The bed is named after William Lawrence Murphy (1876– May 23, 1957), who applied for his very first patent some time in the early 1900’s. History indicates that, he was trying to get the attention of an opera singer, but was living in a one room flat in San Francisco. At the time, it was considered immoral for a woman to enter a male’s bedroom. So the invention from Murphy changed his bedroom into a sitting room allowing him to have women visit there.

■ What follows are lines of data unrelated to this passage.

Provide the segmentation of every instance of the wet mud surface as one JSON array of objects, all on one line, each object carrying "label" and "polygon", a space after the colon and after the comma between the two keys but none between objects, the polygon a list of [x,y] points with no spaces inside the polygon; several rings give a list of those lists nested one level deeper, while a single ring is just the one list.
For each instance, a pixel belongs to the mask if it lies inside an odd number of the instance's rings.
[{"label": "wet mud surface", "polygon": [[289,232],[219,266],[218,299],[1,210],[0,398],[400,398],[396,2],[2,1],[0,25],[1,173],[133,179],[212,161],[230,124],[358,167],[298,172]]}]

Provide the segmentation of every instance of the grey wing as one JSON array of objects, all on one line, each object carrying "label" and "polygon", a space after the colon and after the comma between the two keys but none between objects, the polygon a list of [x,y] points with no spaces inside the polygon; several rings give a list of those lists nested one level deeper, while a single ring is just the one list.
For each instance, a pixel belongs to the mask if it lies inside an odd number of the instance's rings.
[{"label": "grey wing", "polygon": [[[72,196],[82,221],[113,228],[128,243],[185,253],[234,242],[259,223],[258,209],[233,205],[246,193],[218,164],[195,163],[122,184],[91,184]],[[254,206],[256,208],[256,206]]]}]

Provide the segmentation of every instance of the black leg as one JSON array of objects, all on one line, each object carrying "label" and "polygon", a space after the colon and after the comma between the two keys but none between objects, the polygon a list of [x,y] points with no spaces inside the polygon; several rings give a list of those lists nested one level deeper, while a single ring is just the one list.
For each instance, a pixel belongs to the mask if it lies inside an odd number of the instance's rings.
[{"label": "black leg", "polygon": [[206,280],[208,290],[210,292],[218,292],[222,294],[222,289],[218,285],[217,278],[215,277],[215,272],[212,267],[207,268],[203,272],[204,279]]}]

Before the time that fold-up beds had existed, and were sold by Sears, Roebuck & Co. in their catalog, however Murphy had designs that got a series of patents. One was received for a “Disappearing Bed” on June 18, 1912 and another for a “Design for a Bed” on June 27, 1916.
Murphy beds are made use of for space-saving functions, much like trundle beds, and are popular where flooring location is restricted, such as small houses, home or condominiums, hotels, mobile homes and college dorm rooms. In the last few years, Murphy bed systems have really consisted of options such as lighting, storage cabinets, and work environment elements. They have actually seen a revival in appeal in the early 2010s due to the weak economy, with kids moving back in with their parents and homes choosing to renovate homes instead of acquiring bigger ones.
The United States Court of Appeals for the Second Circuit ruled that the term “Murphy Bed” had received such common use that it was no longer qualified for trademark defense.